# Fountain pen store in San Francisco area?



## Dr.K (Mar 9, 2007)

Hi everyone, I am looking to replace my old Parker fountain pen with something a little nicer, but probably nothing over $150. There are many choices of online retailers, but I would like to choose a pen based on its feel as well as its looks. To this end, does anyone know of any brick and mortar stores in the Bay Area that might have a diverse selection of fountain pens from several different brands? Thanks.


----------



## dknt88 (Feb 2, 2007)

Hi Dr.K,

I did a quick search on Yelp, and discovered a thread of someone else who was looking for medium priced fountain pens...

Soem art supply stores like Pearl Paint, Flax, (obviously the Montblanc stores) were suggested...

Also, here's a quote from another guy who responded:

"There's a new fountain pen shop located near Union Square on Sutter Street between Grant and Kearny Street. It's next to a small restaurant and the post office. They carry a decent selection of the good stuff such as Montegrappa, Parker, Visconti,etc."

The best thing would be to just try asking one of the employees (find an "educated" one, not someone who "just works" there) at one of those stores listed above where they'd recommend...If it's anything like watch folks, I imagine pen people will know which direction to steer you in. 

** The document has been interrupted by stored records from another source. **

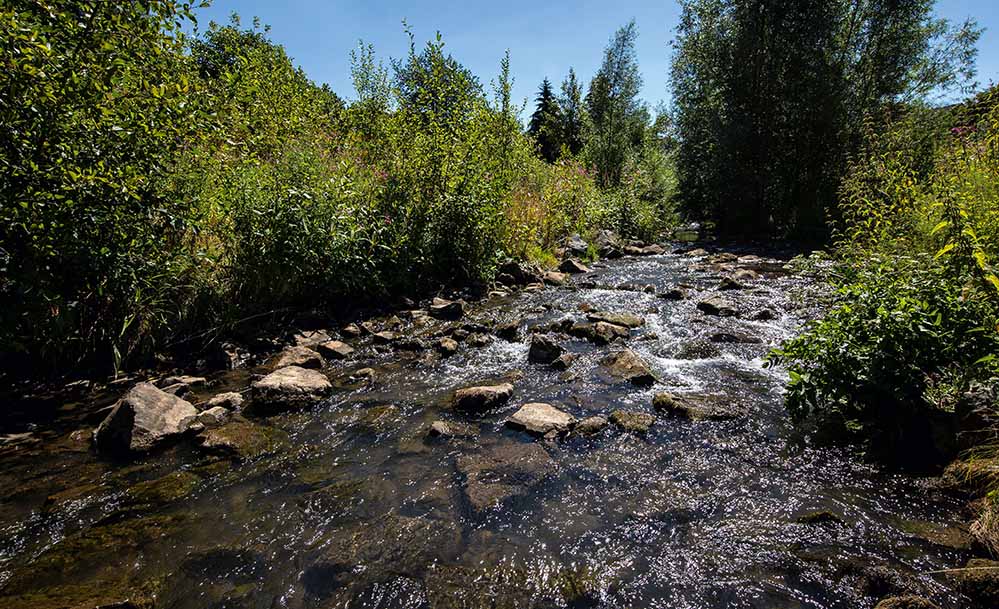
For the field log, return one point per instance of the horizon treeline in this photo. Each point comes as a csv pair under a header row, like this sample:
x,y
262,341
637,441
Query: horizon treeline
x,y
159,187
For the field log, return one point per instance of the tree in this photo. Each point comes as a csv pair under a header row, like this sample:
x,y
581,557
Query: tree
x,y
572,113
765,135
617,117
545,125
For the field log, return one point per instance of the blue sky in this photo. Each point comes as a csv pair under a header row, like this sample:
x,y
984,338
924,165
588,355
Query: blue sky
x,y
545,38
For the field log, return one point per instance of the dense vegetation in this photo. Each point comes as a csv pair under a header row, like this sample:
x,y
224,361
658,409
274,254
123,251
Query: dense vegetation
x,y
156,185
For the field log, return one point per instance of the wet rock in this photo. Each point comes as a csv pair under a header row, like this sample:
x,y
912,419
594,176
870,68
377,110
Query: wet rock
x,y
576,246
633,421
242,440
483,398
728,283
627,366
213,417
352,331
393,544
563,362
446,346
540,419
452,429
697,349
556,278
310,338
718,306
502,472
626,320
509,331
302,357
590,426
451,310
573,267
819,517
743,275
289,388
544,350
906,602
979,581
734,338
230,401
143,419
384,338
188,381
167,489
335,350
692,408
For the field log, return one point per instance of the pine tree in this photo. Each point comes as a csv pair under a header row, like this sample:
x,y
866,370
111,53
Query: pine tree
x,y
571,105
546,123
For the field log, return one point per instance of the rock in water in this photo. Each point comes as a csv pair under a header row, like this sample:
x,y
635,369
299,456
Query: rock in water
x,y
289,388
335,349
628,420
628,366
626,320
302,357
573,267
716,305
540,419
480,399
447,309
544,350
144,418
502,472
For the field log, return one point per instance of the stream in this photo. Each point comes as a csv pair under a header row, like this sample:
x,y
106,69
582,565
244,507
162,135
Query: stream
x,y
349,503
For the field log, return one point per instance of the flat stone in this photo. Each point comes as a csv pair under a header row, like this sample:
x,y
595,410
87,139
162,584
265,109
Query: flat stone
x,y
289,388
627,320
627,366
447,309
143,419
303,357
573,267
629,420
544,350
540,419
502,472
718,306
230,401
691,408
483,398
590,426
335,349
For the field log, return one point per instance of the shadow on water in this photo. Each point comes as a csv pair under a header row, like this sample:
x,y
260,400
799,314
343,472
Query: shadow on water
x,y
354,506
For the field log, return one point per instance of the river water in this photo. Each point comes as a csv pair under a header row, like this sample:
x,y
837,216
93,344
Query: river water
x,y
357,507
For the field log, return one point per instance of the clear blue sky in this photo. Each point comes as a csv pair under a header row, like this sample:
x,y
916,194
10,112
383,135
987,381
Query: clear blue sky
x,y
545,38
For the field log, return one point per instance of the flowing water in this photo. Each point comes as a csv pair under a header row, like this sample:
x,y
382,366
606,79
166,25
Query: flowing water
x,y
357,507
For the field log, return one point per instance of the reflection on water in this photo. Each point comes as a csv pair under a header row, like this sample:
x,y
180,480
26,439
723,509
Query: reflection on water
x,y
356,507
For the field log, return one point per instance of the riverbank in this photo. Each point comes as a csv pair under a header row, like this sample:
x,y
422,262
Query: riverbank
x,y
393,489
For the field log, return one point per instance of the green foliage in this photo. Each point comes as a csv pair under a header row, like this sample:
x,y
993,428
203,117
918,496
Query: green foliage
x,y
765,135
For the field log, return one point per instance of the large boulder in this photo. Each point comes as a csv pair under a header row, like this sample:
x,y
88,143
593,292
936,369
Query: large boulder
x,y
303,357
628,320
544,350
540,419
482,398
143,419
289,388
501,472
627,366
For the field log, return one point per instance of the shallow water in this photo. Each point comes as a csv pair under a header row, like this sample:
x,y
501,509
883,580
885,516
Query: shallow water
x,y
359,509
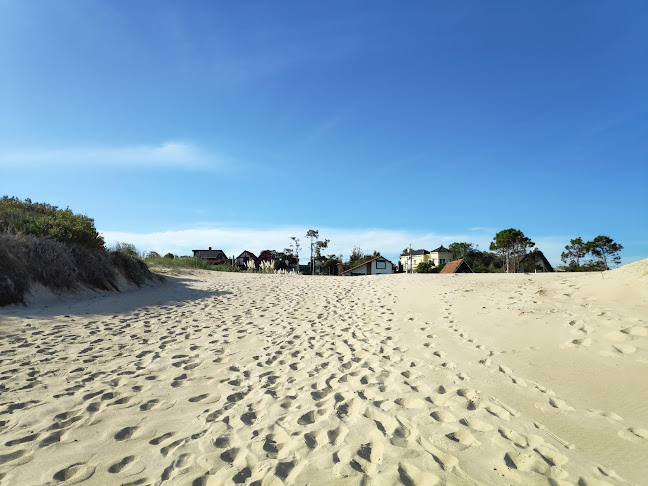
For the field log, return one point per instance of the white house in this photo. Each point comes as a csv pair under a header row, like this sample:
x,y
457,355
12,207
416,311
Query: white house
x,y
375,266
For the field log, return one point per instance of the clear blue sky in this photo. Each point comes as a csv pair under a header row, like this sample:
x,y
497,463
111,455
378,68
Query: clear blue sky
x,y
182,125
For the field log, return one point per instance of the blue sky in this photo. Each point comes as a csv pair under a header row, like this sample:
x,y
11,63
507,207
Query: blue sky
x,y
182,125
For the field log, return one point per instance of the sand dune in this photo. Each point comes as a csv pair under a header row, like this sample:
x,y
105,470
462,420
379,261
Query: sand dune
x,y
216,378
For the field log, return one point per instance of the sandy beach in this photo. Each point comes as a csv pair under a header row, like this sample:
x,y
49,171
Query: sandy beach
x,y
221,378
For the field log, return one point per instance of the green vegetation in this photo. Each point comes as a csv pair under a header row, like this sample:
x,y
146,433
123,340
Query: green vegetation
x,y
428,267
189,262
39,219
41,244
510,245
603,250
479,261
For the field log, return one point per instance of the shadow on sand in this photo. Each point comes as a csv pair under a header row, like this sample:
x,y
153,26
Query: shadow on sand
x,y
173,291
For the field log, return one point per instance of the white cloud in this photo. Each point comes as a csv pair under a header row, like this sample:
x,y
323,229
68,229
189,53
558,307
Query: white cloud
x,y
170,154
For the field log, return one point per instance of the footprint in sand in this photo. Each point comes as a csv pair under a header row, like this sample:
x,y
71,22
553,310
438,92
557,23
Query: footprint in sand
x,y
125,433
119,466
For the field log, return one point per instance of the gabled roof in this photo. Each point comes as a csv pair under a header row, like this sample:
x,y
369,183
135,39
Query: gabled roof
x,y
416,252
455,266
364,263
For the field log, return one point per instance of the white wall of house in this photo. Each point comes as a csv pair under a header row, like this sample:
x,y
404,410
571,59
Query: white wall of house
x,y
381,267
439,257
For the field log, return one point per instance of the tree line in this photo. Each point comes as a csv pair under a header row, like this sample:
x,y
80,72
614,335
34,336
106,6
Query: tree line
x,y
510,245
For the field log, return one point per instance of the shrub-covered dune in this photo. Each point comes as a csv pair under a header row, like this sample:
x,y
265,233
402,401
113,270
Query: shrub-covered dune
x,y
42,244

Sorry I couldn't be of more help...


Good luck

-Darin


----------



## Dr.K (Mar 9, 2007)

dknt88 said:


> H
> Also, here's a quote from another guy who responded:
> 
> "There's a new fountain pen shop located near Union Square on Sutter Street between Grant and Kearny Street. It's next to a small restaurant and the post office. They carry a decent selection of the good stuff such as Montegrappa, Parker, Visconti,etc."


That's great, thanks a lot. When I did a google search for "pen stores near San Francisco" all I got were useless hits with a "did you mean _pet_ stores?" at the top of the page. I'll definitely swing by Union square this weekend and check that store out.


----------